Homeowners want to know how to keep pine needles out of their gutters. No more clogs. No more problems. Michigan is well known for its evergreen trees. Here, the most commonly found are the pine (Pinus spp.), fir (Abies spp.) and spruce (Picea spp.) trees. Unlike deciduous trees that drop all of their leaves during the fall season and stay dormant throughout winter, these conifers will keep their needles all year round. Of course, this doesn’t mean that they don’t shed these needles, because they do, particularly in the fall. They don’t drop all at once and is an ongoing event.
And while this might seem like something favorable from a gutter cleaning point of view, anyone living close to evergreen trees can attest to the opposite. Not only do these pine needles make gutter cleaning a year-round chore, but they can also wreak havoc on your gutters if not removed regularly. These flexible, long needles can fall one at a time, or in clumps, and will quickly fill the channels.
Pine Needles Time to Fall
When pine needles fall at an alarming rate, close to winter in most cases, they will coat the roof. And due to the lower the pitch of the roof, the harder it will be for them to be blown away by the wind, especially if wet. It means that the only way they are removed is via rainwater (or melting snow), which continuously fill the gutters as the pine needle carpet gradually slides down.
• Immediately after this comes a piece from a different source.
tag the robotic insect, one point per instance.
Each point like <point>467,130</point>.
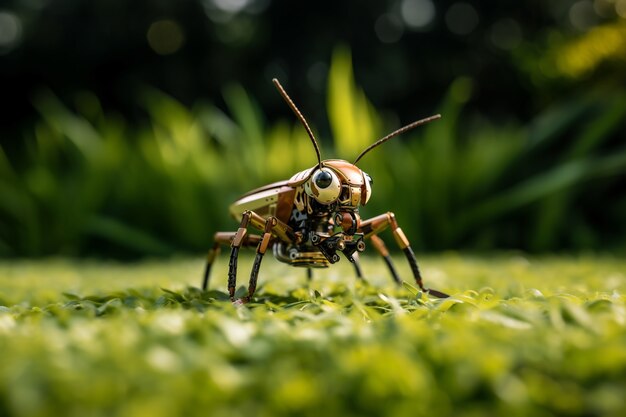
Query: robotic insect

This constant influx of coagulated debris will build up over the downspout opening, blocking drainage on a regular basis.
Fortunately, gutter guards were fabricated as a means of dealing with the issue of frequent clogging. The concern, however, is that not all of these gutter covers are adequate when it comes to pine needles.
Which Gutter Protection Systems Are the Best Against Pine Needles?
As we said, there are dozens of gutter guard models available on the market. But for most types, pine needles still pose a problem. The majority of these gutter screens are perforated metal or plastic, and the holes are too big to keep pine needles from entering the trough. Other models, such as solid cover curved systems, are only marginally better since the needle mass will follow the water around the curve and find their way into the gutter.
Micro mesh gutter guards are the best such screens to protect against pine needles. They can be pitched to the exact angle of the roofline, allowing that pine carpet to slide right off, uninterrupted and past the channel. And thanks to its stainless steel micro-mesh, which has tiny holes roughly 100 microns in diameter (half the size of a grain of sand), not a single pine needle will get through.
And thanks to those tiny holes and physics, the water flowing down is pulled through the micro mesh gutter guard instead of going past and onto the ground beside your house.